Likewise, Gerald Griggs, an attorney who represents several Kelly accusers and their families, told The Daily Beast that Jane’s testimony was so “powerful” because “it confirmed what we already knew: None of this was consensual.”
He added that he believes Jane’s testimony “was and is the key.”
Among Griggs’ clients are the parents of Joycelyn Savage, who still identifies herself as one of Kelly’s girlfriends and could be one of the defense’s only witnesses. Her possible testimony—or anyone who is willing to contradict accusers—may be crucial for the defense.
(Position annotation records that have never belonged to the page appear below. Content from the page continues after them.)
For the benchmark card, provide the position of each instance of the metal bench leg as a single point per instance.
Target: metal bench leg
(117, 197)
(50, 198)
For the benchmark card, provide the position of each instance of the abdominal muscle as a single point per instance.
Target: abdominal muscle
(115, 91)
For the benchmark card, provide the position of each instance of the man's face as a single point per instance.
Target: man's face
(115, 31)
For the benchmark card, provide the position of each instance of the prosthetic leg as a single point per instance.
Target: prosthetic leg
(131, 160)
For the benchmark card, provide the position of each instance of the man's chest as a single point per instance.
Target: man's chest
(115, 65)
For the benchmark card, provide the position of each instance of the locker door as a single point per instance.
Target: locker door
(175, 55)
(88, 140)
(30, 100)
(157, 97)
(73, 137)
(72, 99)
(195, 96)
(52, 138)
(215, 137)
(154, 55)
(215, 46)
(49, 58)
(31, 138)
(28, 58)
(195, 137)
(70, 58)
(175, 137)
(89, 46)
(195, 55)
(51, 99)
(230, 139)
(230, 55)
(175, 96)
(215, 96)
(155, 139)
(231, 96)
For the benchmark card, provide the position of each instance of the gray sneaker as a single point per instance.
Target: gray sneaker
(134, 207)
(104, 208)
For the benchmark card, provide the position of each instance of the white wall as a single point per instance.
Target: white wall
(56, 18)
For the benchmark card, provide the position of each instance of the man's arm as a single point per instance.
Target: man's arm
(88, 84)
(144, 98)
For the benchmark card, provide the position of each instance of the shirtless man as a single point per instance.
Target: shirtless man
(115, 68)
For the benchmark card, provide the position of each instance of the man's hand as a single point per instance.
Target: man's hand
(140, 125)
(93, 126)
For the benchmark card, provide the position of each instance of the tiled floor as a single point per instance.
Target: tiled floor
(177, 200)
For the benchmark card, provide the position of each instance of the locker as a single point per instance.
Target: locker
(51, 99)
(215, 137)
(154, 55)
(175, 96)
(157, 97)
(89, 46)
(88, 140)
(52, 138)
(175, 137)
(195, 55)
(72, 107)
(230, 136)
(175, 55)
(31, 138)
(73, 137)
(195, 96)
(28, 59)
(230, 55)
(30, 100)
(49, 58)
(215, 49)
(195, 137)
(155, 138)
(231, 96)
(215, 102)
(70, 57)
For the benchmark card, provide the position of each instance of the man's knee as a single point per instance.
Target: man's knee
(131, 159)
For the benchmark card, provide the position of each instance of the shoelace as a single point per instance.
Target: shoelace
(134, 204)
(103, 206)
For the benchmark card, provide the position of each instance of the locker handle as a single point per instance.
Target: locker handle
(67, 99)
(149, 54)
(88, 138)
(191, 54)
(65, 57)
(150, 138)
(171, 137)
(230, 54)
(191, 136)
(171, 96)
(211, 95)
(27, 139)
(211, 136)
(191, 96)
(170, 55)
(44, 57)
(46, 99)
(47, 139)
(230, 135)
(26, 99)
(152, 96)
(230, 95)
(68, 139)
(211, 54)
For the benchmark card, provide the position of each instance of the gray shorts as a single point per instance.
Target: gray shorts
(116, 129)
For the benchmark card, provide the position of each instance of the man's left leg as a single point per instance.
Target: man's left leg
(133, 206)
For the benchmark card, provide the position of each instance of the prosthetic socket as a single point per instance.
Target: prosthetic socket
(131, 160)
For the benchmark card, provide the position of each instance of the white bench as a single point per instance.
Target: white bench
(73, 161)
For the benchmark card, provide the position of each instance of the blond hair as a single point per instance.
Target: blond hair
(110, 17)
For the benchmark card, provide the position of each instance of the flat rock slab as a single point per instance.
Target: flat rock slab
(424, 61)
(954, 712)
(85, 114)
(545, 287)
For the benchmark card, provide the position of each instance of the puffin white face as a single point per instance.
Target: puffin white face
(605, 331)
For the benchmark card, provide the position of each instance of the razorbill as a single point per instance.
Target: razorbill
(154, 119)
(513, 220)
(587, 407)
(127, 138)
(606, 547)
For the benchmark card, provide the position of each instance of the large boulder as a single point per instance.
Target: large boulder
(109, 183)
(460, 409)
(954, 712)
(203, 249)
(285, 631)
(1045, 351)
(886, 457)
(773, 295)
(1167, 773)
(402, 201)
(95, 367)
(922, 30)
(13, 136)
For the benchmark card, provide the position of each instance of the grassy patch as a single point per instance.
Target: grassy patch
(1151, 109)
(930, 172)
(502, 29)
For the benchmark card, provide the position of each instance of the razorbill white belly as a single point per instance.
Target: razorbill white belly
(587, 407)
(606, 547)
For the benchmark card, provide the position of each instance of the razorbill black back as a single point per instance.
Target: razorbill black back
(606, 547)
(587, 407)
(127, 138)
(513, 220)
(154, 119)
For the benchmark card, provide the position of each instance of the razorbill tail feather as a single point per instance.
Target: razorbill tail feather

Savage did not respond to The Daily Beast’s request for comment.
“I do think the R. Kelly defense desperately needs a female to testify that she was in a relationship with him and never saw this sort of behavior,” Rahman said. “Otherwise, the cumulative effect of these victims may be overwhelming.”
Cramer agreed, adding that the defense “only needs one person to hang tough in there” to discredit some of these allegations because it’s “hard to cross-examine something as harrowing” as Jane’s allegations.
“The testimony speaks for itself,” he said. “If you’re the defense, you need to separate the jury from their everyday lives as plumbers and accountants and put them into this surreal existence of high-flying musicians with unique tastes.”
For at least one Kelly supporter who has shown up to the trial every day, Jane’s testimony about the feces punishment video was no cause for concern.
“Who even knows if that’s real. I haven’t seen the tape,” the woman, who refused to identify herself, told The Daily Beast outside Brooklyn federal court Tuesday.
Griggs, however, believes Jane’s testimony is just the beginning.
“The government still has more to come,” he said, adding, “We still have at least three more weeks of this.”